En tant que conseiller d'un groupe de réflexion affilié à la BOJ, il a fréquemment participé à ses panels internationaux et fait partie d'une poignée d'universitaires auxquels les dirigeants de la banque centrale font appel pour des suggestions de politique.

"Il est toujours calme et ne perd jamais son sang-froid.
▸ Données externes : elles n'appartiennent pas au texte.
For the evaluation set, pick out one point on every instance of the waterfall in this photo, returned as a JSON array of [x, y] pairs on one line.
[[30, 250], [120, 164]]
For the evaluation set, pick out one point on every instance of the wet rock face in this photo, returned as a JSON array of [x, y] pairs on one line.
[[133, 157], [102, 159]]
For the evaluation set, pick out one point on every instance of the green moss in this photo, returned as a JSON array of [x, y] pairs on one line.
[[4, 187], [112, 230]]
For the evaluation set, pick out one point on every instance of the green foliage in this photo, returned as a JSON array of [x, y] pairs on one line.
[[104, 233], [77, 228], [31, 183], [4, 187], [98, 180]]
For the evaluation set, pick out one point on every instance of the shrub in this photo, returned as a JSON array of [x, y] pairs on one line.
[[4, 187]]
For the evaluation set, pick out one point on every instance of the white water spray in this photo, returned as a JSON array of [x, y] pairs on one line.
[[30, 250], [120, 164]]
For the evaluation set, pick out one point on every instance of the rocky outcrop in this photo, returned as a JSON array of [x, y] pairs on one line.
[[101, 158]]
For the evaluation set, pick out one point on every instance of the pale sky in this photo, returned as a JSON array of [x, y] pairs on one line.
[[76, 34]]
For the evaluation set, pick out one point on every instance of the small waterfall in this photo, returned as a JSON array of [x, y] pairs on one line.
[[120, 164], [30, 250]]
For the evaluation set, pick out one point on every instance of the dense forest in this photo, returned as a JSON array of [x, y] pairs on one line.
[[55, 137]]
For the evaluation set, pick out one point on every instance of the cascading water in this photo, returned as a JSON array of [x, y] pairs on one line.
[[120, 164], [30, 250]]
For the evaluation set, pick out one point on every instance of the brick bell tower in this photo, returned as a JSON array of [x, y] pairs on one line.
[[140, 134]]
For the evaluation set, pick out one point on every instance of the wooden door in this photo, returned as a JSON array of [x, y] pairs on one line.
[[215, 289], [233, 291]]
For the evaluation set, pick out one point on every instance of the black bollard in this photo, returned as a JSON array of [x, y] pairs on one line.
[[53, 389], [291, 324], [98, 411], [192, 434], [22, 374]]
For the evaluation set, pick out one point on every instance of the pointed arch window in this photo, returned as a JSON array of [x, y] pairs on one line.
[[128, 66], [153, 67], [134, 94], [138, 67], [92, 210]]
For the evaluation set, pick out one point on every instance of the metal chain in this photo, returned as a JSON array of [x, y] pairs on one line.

Il est très doué pour trouver un terrain d'entente et ne s'interpose que si c'est absolument nécessaire", a déclaré un ancien fonctionnaire de la BOJ qui travaillait à la banque lorsque Ueda était membre du conseil d'administration.

Comme Kuroda, Ueda comprend les dangers de la déflation et la difficulté de briser la mentalité déflationniste tenace du Japon qui s'est enracinée au cours de décennies de baisse ou de stagnation des prix.

Dans une colonne publiée en juillet, Ueda a mis en garde contre une augmentation prématurée des taux en réponse à l'inflation par les coûts - un signe qu'il ne serait pas pressé de resserrer la politique monétaire.

Mais il a également souligné la difficulté de maintenir le contrôle de la courbe des taux (YCC) lorsque l'inflation augmente et les défauts potentiels de la politique, suggérant que les jours du YCC pourraient être comptés.

Dans un livre publié en 2005, Ueda a exprimé son scepticisme quant à l'effet des achats massifs d'actifs et a mis en garde contre la difficulté d'influencer les perceptions du public avec la politique monétaire - des points de vue qui contredisent ceux de Kuroda.

"À un moment donné dans le futur, la BOJ devra examiner de près le cadre extraordinaire de la politique monétaire qui a duré plus longtemps que ce à quoi beaucoup de gens s'attendaient", écrivait Ueda dans cette chronique.

Jesper Koll, expert directeur chez Monex Group à Tokyo qui, en tant que vétéran de l'observation du Japon, a eu des interactions étroites avec Ueda, s'attend à ce qu'il avance prudemment mais ne recule pas devant le changement.

"Je peux vous garantir qu'il n'est pas intéressé par - et qu'il ne subit aucune pression pour fournir - des gains rapides, de quelque manière que ce soit", a déclaré Koll. "Lorsque les faits changent, je change d'avis. C'est Ueda. C'est un homme de science. Ce n'est pas un homme de dogme".

Après approbation par le Parlement, Ueda prendra ses fonctions à la tête de la BOJ le 9 avril et présidera sa première réunion de définition de la politique les 27 et 28 avril.